Unless you were to completely detach from the internet, which is unrealistic for anyone who isn’t Ron Swanson, it’s hard to avoid being data mined. The other option would be to pay for things like social media, so one could insist on client protocols. Yet that option is also pretty improbable; Americans want to maintain their access to free commodities, and entities like Facebook want to maintain their extensive revenue. Big data isn’t going anywhere. The lack of knowledge and concern about the issue can change. But do people even care?
To find out, I asked Colorado College students whether they care if companies like Facebook targeted them with ads based off of the large quantities of data it’s gathered. Most people agreed that it’s a greater convenience and that the content of their own data is too inconsequential to matter.
“I mean, I’d rather get ads for things I’m interested in than not,” said Lo Wall, which seemed to be the resounding popular response to my question.
“It doesn’t bother me, because I’m not doing anything that interesting.
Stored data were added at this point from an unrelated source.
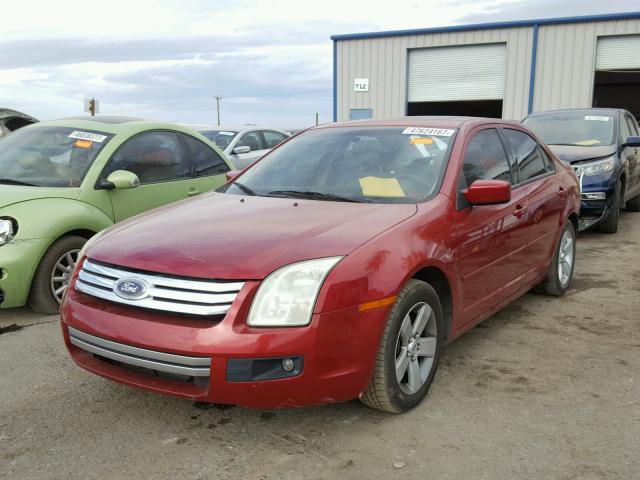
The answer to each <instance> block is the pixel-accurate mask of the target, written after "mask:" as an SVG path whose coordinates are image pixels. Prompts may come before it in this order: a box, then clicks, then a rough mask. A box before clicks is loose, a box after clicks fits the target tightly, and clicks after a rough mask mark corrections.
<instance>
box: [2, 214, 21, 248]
mask: <svg viewBox="0 0 640 480" xmlns="http://www.w3.org/2000/svg"><path fill="white" fill-rule="evenodd" d="M17 232H18V222H16V221H15V220H14V219H13V218H0V245H4V244H6V243H9V242H10V241H11V240H13V237H15V236H16V233H17Z"/></svg>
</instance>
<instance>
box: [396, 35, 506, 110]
mask: <svg viewBox="0 0 640 480" xmlns="http://www.w3.org/2000/svg"><path fill="white" fill-rule="evenodd" d="M506 57H507V54H506V45H505V44H503V43H500V44H486V45H464V46H455V47H434V48H420V49H414V50H409V71H408V75H409V78H408V87H409V91H408V95H407V96H408V98H407V100H408V101H409V102H443V101H460V100H497V99H502V98H503V97H504V85H505V77H506V74H505V71H506Z"/></svg>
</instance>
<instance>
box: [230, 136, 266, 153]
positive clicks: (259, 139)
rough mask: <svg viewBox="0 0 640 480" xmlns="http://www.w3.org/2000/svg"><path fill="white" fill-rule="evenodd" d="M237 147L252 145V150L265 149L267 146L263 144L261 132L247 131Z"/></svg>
mask: <svg viewBox="0 0 640 480" xmlns="http://www.w3.org/2000/svg"><path fill="white" fill-rule="evenodd" d="M236 147H250V148H251V151H252V152H253V151H254V150H264V149H265V148H266V147H265V146H264V145H263V144H262V138H261V136H260V132H249V133H245V134H244V135H243V136H242V138H240V140H238V143H237V145H236Z"/></svg>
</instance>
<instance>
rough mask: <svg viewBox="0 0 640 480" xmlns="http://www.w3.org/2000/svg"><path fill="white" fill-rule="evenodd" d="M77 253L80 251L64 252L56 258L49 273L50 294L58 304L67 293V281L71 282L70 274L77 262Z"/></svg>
mask: <svg viewBox="0 0 640 480" xmlns="http://www.w3.org/2000/svg"><path fill="white" fill-rule="evenodd" d="M79 253H80V249H74V250H70V251H68V252H65V253H64V254H63V255H62V256H61V257H60V258H58V260H57V261H56V264H55V265H54V267H53V270H52V272H51V281H50V284H51V294H52V295H53V297H54V298H55V299H56V301H57V302H58V303H59V304H60V303H62V297H63V296H64V292H66V291H67V287H68V286H69V280H71V274H72V273H73V269H74V268H75V266H76V262H77V261H78V254H79Z"/></svg>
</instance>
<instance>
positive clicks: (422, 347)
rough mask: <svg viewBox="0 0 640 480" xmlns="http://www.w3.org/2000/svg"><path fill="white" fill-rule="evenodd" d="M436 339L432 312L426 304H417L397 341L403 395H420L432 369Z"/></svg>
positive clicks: (434, 326) (404, 317)
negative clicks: (404, 393)
mask: <svg viewBox="0 0 640 480" xmlns="http://www.w3.org/2000/svg"><path fill="white" fill-rule="evenodd" d="M437 336H438V326H437V323H436V318H435V314H434V312H433V309H432V308H431V307H430V306H429V304H427V303H425V302H419V303H416V304H415V305H414V306H413V307H411V309H409V312H408V313H407V314H406V315H405V317H404V319H403V320H402V324H401V325H400V331H399V332H398V338H397V339H396V350H395V372H396V380H397V381H398V386H399V387H400V390H401V391H402V392H403V393H405V394H407V395H412V394H414V393H417V392H418V391H419V390H420V388H422V386H423V385H424V384H425V382H426V381H427V378H428V377H429V373H430V372H431V369H432V368H433V358H434V356H435V354H436V345H437Z"/></svg>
So if it wants to collect data on me no one will use it,” said Bridget O’Neill. General opinion holds that people’s lives are too routine and trivial for companies to care about—and furthermore, if companies employ that data to target you, then maybe it’s just helpful. “I’m insignificant. Why would they care?” asked Emily Klockenbrink.
But not everyone is completely secure in that mindset; some ponder the dangerous trajectory of big data companies. Zac Schulman is worried that “companies will get to the point where they have a superior understanding than the consumers themselves; that they don’t realize they’re being manipulated.” Soon, the manipulation of who we vote for or what we buy might be so subtle that we don’t realize it’s happening.
Therein lies the frightening truth: data mining is becoming so accurate and subtle that it has the potential to know you better than you know yourself. Remember how Target could predict women’s pregnancies? That was in 2012, when Obama was running for re-election and the iPhone 5 had just dropped into the market. Today, more and more studies are coming out about data mining potentially (and already, in some cases) being used as diagnosis surveillance. For example, what if your phone could pick up your speech patterns to detect early onset Alzheimer's? Data mining is becoming so astute at analyzing behavior that it’s likely able to notice abnormalities before you can. In this theoretical future, my phone or computer could know I have a brain tumor before my doctor.
If one thing’s clear, it’s that data mining isn’t going anywhere. In some cases, maybe that’s fine—I like that Netflix recommends me movies—but do we care that the database is becoming more intelligent and accurate at knowing our behavior and desires than our own selves? Or that we may not be able to distinguish how we are being targeted, and whether we are being manipulated? We may not worry now, but we have to pay attention to the evolution of big data, or we’ll find ourselves the Sims of Zuckerberg without even knowing it.